O PL (Partido Liberal) trabalha para indicar o ex-deputado Eduardo Bolsonaro como suplente na disputa ao Senado por São Paulo. Nas últimas semanas, também avançaram as articulações para que o presidente da Assembleia Legislativa paulista, André do Prado, também do PL, seja o nome escolhido para encabeçar a candidatura da legenda.
Durante o feriado de Tiradentes, Prado se reuniu nos Estados Unidos com seu aliado político, Valdemar Costa Neto, e com Eduardo Bolsonaro para discutir a estratégia. Um vídeo do encontro foi gravado e, segundo interlocutores de Prado, deve ser divulgado em breve como forma de oficializar a pré-candidatura.

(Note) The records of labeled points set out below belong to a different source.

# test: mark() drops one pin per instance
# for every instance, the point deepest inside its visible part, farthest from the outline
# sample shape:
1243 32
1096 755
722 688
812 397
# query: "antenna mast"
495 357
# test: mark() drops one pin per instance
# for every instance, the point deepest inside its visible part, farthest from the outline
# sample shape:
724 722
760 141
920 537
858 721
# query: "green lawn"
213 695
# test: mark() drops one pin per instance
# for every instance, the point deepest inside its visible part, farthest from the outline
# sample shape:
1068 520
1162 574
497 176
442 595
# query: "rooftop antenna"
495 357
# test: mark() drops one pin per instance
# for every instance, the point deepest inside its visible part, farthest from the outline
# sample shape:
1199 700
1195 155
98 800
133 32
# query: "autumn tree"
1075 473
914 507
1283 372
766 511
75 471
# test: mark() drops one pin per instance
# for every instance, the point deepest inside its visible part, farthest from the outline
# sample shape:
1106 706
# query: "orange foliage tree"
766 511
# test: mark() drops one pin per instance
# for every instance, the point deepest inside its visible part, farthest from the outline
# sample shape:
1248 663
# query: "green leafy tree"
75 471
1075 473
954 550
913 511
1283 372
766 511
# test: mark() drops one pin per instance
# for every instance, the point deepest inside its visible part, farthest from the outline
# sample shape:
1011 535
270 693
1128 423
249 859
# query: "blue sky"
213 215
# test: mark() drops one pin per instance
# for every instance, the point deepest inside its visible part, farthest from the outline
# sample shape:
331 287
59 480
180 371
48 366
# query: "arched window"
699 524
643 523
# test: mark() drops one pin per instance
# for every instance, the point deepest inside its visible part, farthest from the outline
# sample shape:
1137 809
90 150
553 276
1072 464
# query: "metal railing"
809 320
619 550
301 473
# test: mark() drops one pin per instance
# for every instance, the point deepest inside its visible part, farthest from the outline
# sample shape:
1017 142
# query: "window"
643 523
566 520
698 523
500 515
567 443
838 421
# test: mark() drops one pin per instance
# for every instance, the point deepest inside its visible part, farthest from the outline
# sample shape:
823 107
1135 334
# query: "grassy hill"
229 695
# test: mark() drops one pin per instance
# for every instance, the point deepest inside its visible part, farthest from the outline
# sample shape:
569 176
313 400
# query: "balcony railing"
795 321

Conforme o Metrópoles, nos bastidores, Prado e Valdemar buscam o aval de Eduardo — visto dentro do partido como principal fiador da vaga. A candidatura do ex-deputado ao Senado era considerada certa até ele passar a ser alvo de investigação no STF (Supremo Tribunal Federal) relacionada à sua atuação enquanto permanece nos Estados Unidos.
Aliados afirmam que, caso a composição avance, Eduardo deve permanecer fora do país durante a campanha, retornando ao Brasil apenas se eleito como suplente. Até agora, não há impedimentos legais que o impeçam de disputar o pleito, inclusive como titular.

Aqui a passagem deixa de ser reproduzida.